Le passage: «En 1995, 1996, Nantes parvient en demi-finales de la Ligue des Champions. Une marche sur laquelle il trébuche devant la Juventus de Deschamps (0-2, 3-2). Je me souviens de la nuit précédant le match aller à Turin, le 3 avril. Il était une heure du matin et je prenais un verre au bar de l'hôtel Palace avant d'aller me coucher. Soudain, j'aperçois une magnifique brune qui entre dans l'hôtel et se dirige vers l'ascenseur. Je demande au serveur avec qui j'avais sympathisé: “Qui est cette fille?” ”C'est la call-girl qui vient détendre l'arbitrage du match de demain”.»
Quand Zidane n'est pas au courant que son arrivée au Real Madrid se négocie
La situation : Marc Roger ne s'est pas occupé des intérêts de Zinédine Zidane, couvé par son grand rival (et ennemi) dans le milieu: Alain Migliaccio. Mais il révèle comment «Zizou» a été très proche d'une venue au Paris SG après Bordeaux (Michel Denisot a finalement fait capoté les transactions initiées par l'entraîneur Luis Fernandez) et surtout que le n°10 n'était pas du tout au courant des tractations sur son arrivée au Real Madrid, négociée dans son dos par Migliaccio en 2001. Marc Roger vend la mèche au joueur et insiste pour que celui-ci appelle son agent qui a rendez-vous le lendemain avec les pontes du club espagnol.
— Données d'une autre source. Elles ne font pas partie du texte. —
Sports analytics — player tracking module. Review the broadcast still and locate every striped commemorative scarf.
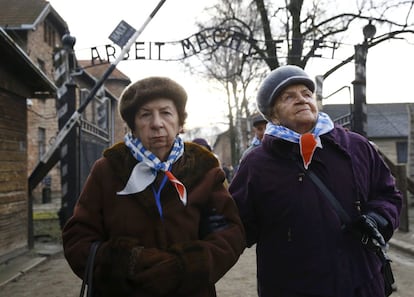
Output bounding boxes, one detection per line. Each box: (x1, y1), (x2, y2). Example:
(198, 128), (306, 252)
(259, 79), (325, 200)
(265, 112), (334, 169)
(117, 133), (187, 205)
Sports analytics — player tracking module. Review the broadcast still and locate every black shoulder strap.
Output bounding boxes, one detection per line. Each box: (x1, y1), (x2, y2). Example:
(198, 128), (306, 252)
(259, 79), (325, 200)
(307, 170), (351, 224)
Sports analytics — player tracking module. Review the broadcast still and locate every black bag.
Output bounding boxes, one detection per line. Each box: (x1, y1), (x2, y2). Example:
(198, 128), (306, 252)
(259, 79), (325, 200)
(307, 170), (395, 297)
(79, 241), (100, 297)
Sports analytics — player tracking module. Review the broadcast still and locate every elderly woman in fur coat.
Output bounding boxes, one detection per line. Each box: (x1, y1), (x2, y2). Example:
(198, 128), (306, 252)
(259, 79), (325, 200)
(62, 77), (245, 297)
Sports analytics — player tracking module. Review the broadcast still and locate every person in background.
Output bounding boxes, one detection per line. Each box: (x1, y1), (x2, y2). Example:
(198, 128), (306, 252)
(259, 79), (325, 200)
(62, 76), (245, 297)
(240, 113), (267, 160)
(192, 138), (232, 182)
(192, 138), (213, 152)
(229, 65), (402, 297)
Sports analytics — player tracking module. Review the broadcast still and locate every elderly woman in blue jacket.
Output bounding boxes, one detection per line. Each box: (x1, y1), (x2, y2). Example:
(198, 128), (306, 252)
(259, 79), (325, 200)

Ce que l'international fait.
Le passage:
«(Zidédine Zidane) -Alain, ça va?
(Alain Migliaccio) -Oui et toi?
-Quoi de neuf?
-Rien de spécial
-Et demain, rien de spécial?
-Non, il y a quoi demain?
-Tu n'as pas un rendez-vous pour moi?
-Qui t'a dit ça?
-Un ami. Toi tu ne m'en as pas parlé alors que c'est important il me semble. Il s'agit quand même du Real Madrid.
-Oui, oui, oui mais tu sais, ce n'est qu'un premier rendez-vous. On verra bien.
-Tu sais quand même qu'il y a le frère et l'avocat du président. Ca a l'air quand même assez sérieux...
-Ne t'inquiète pas, je te tiendrai au courant.»
Makelele joue la comédie pour obtenir un arrêt de travail
La situation: En 2003, Claude Makelele s'est engagé dans un bras de fer avec les dirigeants du Real Madrid pour partir à Chelsea. Il doit faire croire à un medecin venu à son domicile qu'il va mal pour obtenir un certificat médical attestant son inaptitude à s'entraîner.
Le passage: «Louis de Funès dans un grand numéro d'acteur, Makelele affalé dans son canapé est parfait dans le rôle du footballeur accablé par la souffrance… La simulation est magistrale à tel point que le docteur veut l'hospitaliser! Scotché par ce spectacle, j'interviendrai alors pour mettre cet état inquiétant sur le compte de la pression subie par le joueur.»
Le testament de Robert Louis-Dreyfus
La situation: Lorsque l'homme d'affaires Robert Louis-Dreyfus est à la tête de l'OM entre 1996 et 2002, Marc Roger est amené à travailler avec lui. Le milliardaire lâche une confidence qui explique peut-être pourquoi la famille Louis-Dreyfus n'est pas prête de passer la main à d'autres investisseurs.
Le passage: «En 2001, il (Robert Louis-Dreyfus) m'avait glissé: “S'ils sont passionnés par le football, l'OM sera pour mes fils jumeaux. Je mettrai même dans mon testament que le club ne pourra pas être vendu sans leur consentement”.»
Marc Roger, Transferts, Ed. l'Archipel, 184 pages, 17€95.